I can picture his face as he does this: All happy and funny and then all horrified and staggering.

He would either a) die himself dead or b) poke himself in both eyes with the nearest branch, screaming "gah! my retinas!"

I've taken to changing in the bathroom.

Wednesday, December 2, 2009

in which I am all that

Chris went to a cd release party last night and I did not.

I did garner this quote, though:
"Chris, who only mastered the CD, was there ... and Susan, who is pretty much the embodiment of all that is musical and good on Cape Cod, was not. What the ???" -Bill O'Neill

Bill is a music writer who's been published in the Boston Globe, the London Sunday Times, CMJ New Music Monthly, the Harvard Independent and the National Enquirer. I am ripping up my resume and having that quote printed on a beer koozie.

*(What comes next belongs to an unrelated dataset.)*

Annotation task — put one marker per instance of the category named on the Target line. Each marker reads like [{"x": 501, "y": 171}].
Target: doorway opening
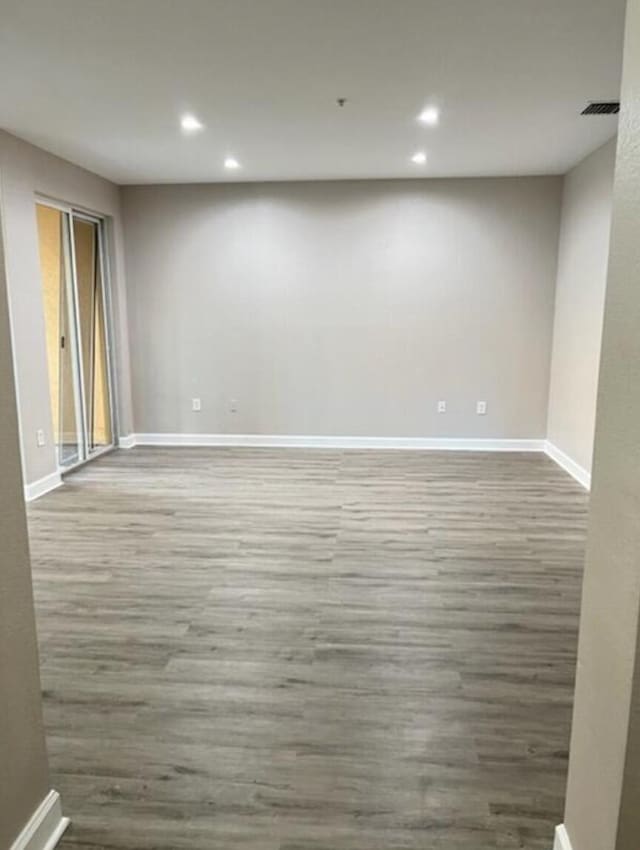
[{"x": 75, "y": 298}]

He brings up a good point. What makes actually being INVOLVED in a project more important than sitting on one's couch thinking about how great the project is? That's like saying TURKEY is more important than GRAVY.

Which is totally us because, if I may be honest, I wouldn't be involved in the music community nearly so much if it weren't for Chris. I've had to roast him for YEARS to get to the gravy.

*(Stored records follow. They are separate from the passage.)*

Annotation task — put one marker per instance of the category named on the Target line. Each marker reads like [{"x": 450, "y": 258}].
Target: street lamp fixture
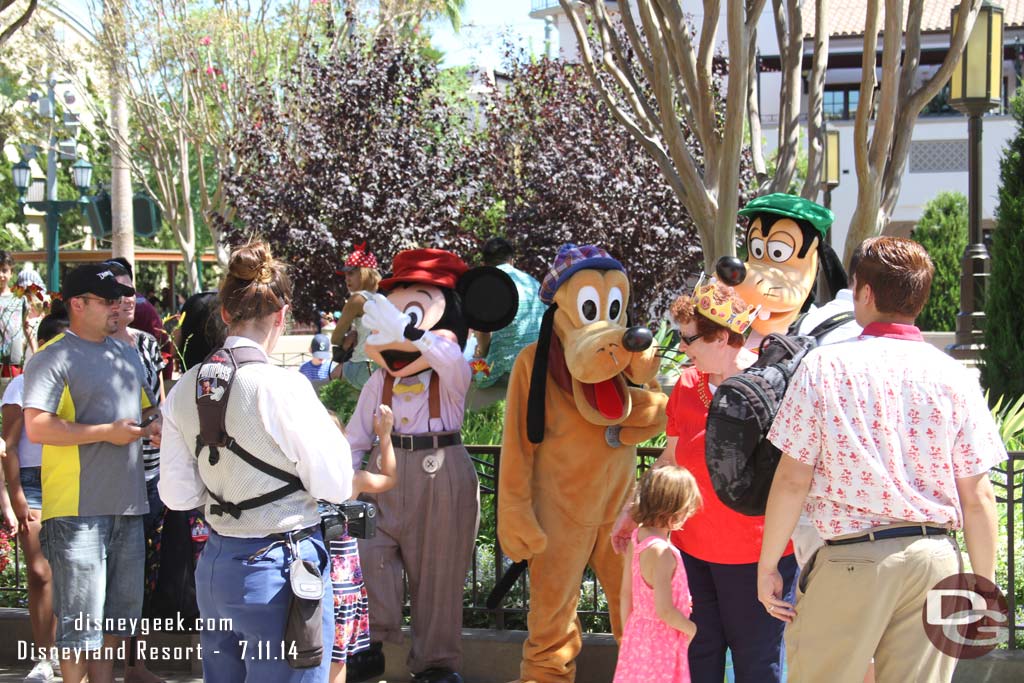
[
  {"x": 82, "y": 173},
  {"x": 974, "y": 89},
  {"x": 22, "y": 173},
  {"x": 977, "y": 79}
]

Although I didn't get to go to the party, I did make the coveted liner note cut. For which I am grateful. And a little boasty.

I have some thoughts on liner notes.

Young people who are credited in liner notes should be credited in a very small font so they and their peers can bask in the glory amongst themselves. The rest of us should be in 14 point.

Finding myself in the liner notes reminded me of scouring albums for mention of myself as a teenager. There were all these random names in the Special Thanks section, so it seemed reasonable that eventually mine had to show up. Besides, you never know when you'll discover, via liner notes, that Trent Reznor has a secret crush on you.

Which is probably going to happen once he gets ahold of one of my beer koozies.

Tuesday, December 1, 2009

how many people can you cram in your kitchen?

I just read a Lifehacker thingy on figuring out how many people you can fit in your home for a party.

I was curious about it because we have this annual Christmas sing and I'm never sure how many people to invite. Our house is not big. The first year I invited twice as many people as I had chairs because, hello, it's about the dorkiest party ever and I was pretty sure no one would come. I was right.

But! The people who did come were freakishly enthusiastic because guess what? We have dorky friends. Who like to sing. So they asked us to have the party again the next year. They campaigned, actually. Because apparently no one else is dorky enough to host this particular sort of party.

I know this because I've been trying to get someone else to do it for years.

A woman I babysat for in high school had a Christmas sing at her house and it was the best part of the holiday. Cookies, decorations, music - what's not to like? I can't even sing. I've been angling for an invitation to a similar party ever since. Invitations have not been forthcoming.

Anyway. It's been going on a few years now and it seems I'm totally blowing the lifehacker calculation. I invited 75 people and then asked Chris to invite the people I forgot.

So... 5 feet times 75 guests equals... how big is 375 square feet? I can't picture it, but I think we'll have people sitting in the tub. Good thing Chris can rig speakers throughout the house.

The calculation should be altered for Christmas parties, I think, because there are so blasted many of them. Weirdly, people feel they should show up for their own office parties before they come to my singy thingy. WHATEVER.

It's okay. I'm not afraid.

It's December and our lives are full of eggnog and open houses and music music music (the noise noise noise noise).

Which is a lifehacker calculation all of its own.